Introduction
The competence of deep learning for the automation and manufacturing sector has received astonishing attention in recent times. The manufacturing industry has recently experienced a revolutionary advancement despite several issues. One of the limitations for technical progress is the bottleneck encountered due to the enormous increase in data volume for processing, comprising various formats, semantics, qualities and features. Deep learning enables detection of meaningful features that are difficult to perform using traditional methods.
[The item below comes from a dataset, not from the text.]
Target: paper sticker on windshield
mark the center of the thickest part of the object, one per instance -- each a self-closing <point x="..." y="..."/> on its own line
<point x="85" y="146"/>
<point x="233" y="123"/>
The book takes the reader on a technological voyage of the industry 4.0 space. Chapters highlight recent applications of deep learning and the associated challenges and opportunities it presents for automating industrial processes and smart applications.
Chapters introduce the reader to a broad range of topics in deep learning and machine learning. Several deep learning techniques used by industrial professionals are covered, including deep feedforward networks, regularization, optimization algorithms, convolutional networks, sequence modeling, and practical project methodology. Readers will find information on the value of deep learning in applications such as natural language processing, speech recognition, computer vision, online recommendation systems, bioinformatics, and videogames.
The book also discusses prospective research directions that focus on the theory and practical applications of deep learning in industrial automation. Therefore, the book aims to serve as a comprehensive reference guide for industrial consultants interested in industry 4.0, and as a handbook for beginners in data science and advanced computer science courses.